Exhibiting Artists:  First Nations artists based in Naarm (Melbourne): Maree Clarke, Lisa Couzens, Vicki Couzens, Kirsten Garner Lyttle, Brian Martin, Yhonnie Scarce, Frances Tapueluelu, and Wani Toaishara
Curator: dr. Kimba Thompson & Catherine Hunt
Exhibition dates: Saturday 5 April 2025 to Sunday 11 May 2025
Venue: Blak Dot Gallery, 33 Saxon Street, Brunswick VIC 3056


Blak Dot Gallery proudly presents EXCHANGE  – ngunggilanha • yunggama • taonga tauhokohoko, a dynamic group exhibition featuring eight extraordinary First Nations artists based in Naarm (Melbourne). Through photography, drawing, installation, glass, multimedia, sculpture, and weaving, EXCHANGE explores the foundational relationships between people, place, and material. In each work, the artists engage deeply with their surroundings, challenging and shaping their artistic practices through these interactions.

In this exhibition, artistic exchange transcends transactional dynamics; it is about forging connections that inform and transform practice – through conversations with Country, culture, language, and community. Works like Dr. Kirsten Garner Lyttle’s woven photography and, sisters Vicki and Lisa Couzens’, woven dilly bags reconnect ancestral knowledge to material, activating the land and the body. Similarly, Maree Clarke and Brian Martin draw on the ongoing exchange between past traditions and contemporary practice, blending cultural material with new mark-making techniques. Yhonnie Scarce and Frances Tapueluelu examine historical disruptions through their glass installations and symbolic crowns, engaging with the material and the narratives it holds. While Wani Toaishara’s film explores the effects of displacement, emphasizing memory and story as acts of resistance and survival.

Curated by Wiradjuri filmmaker, curator  dr. Kimba Thompson and assisted by independent curator and designer Catherine Hunt, EXCHANGE foregrounds the strength of artistic practice grounded in relationships – with people, place, and material – before knowledge and ideas emerge from this dialogue. “Each of these artists has nurtured their creative discipline through cultural practices that have endured – not in isolation, but through exchanges that shape and reshape across generations,” says Catherine Hunt.

By embracing the power of meaningful exchange, these artists transform their practice, asserting agency over their artistic legacies.

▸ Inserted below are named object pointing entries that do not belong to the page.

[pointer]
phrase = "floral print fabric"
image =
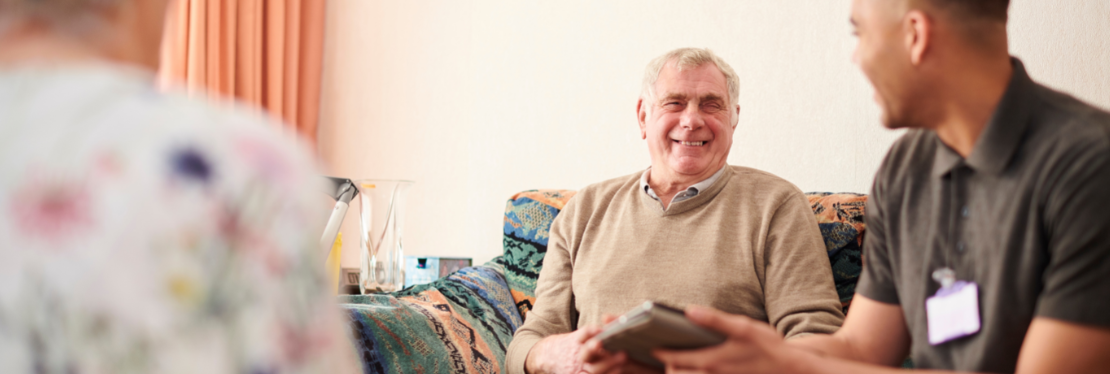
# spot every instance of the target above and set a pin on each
(147, 232)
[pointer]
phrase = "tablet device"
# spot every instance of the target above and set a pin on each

Kimba Thompson adds, “Despite policy and industry shifts that often seek to divide us, our strength lies in sustaining relationships that honor our connections to culture, Country, and to each other. Through these exchanges, we reclaim, evolve, and continue our traditions and practices on our own terms.”

This exhibition opening also celebrates the re-opening of Blak Dot Gallery within Balam Balam Place, a site that has undergone a significant $30 million redevelopment to create a brand new, state-of-the-art cultural, creative, and accessible hub for artists, creatives, and the Merri-bek community. Balam Balam – meaning ‘butterfly’in Woi-wurrung – symbolizes beauty, transformation, creativity, and the strength of community. It embodies the spirit of unity and the freedom to imagine and create together.

Opening on Saturday 5 April from 2-5pm with a Welcome to Country ceremony and line up of cultural performances and entertainment, Blak Dot Gallery invites audiences to experience EXCHANGE – an exhibition that celebrates the vitality of artistic practice born from the deep, reciprocal relationships between people, place, material, and ideas.

EXCHANGE is proud to be participating in YIRRAMBOI FESTIVAL 2025.